The US is preparing to overturn women’s human right to bodily autonomy and its success is almost inevitable. Should Roe be overturned, at least 21 states are ready to ban abortion.

This tells us something significant and frightening about the US Capitol riot, the anti-abortion far-right in the US, its allies and backers in the Republican Party, and the various radical-right think-tanks and foundations: they may have lost the election, they may not have succeeded in overthrowing US democracy – but when it comes to forcing their anti-rights agenda and the capture of the American right-wing elite, the far-right has won. 

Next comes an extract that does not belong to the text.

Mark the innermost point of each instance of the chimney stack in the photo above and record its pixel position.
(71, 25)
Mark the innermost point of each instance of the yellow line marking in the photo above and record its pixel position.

“6 January 2021 was a visual representation of what’s been happening to our democracy for decades – a tyranny of the minority acting to subvert the will of the people,” Alexis McGill Johnson, president of Planned Parenthood Action Fund, told Byline Times.

“This insurgency continues by other means, through efforts to undermine our vote. The freedom to vote is a core pillar of our democracy and protecting it is inextricably linked to abortion rights. It’s no coincidence that the same politicians pushing voting restrictions are the architects of some of the most egregious abortion bans in the country.

“These policies do exactly what they’re designed to do: disenfranchise black and brown people, women, people with low incomes, and the LGBTQ+ community. We cannot allow this to continue. Congress must use every legislative means necessary to protect the right to vote and our right to bodily autonomy. Our democracy depends on it.”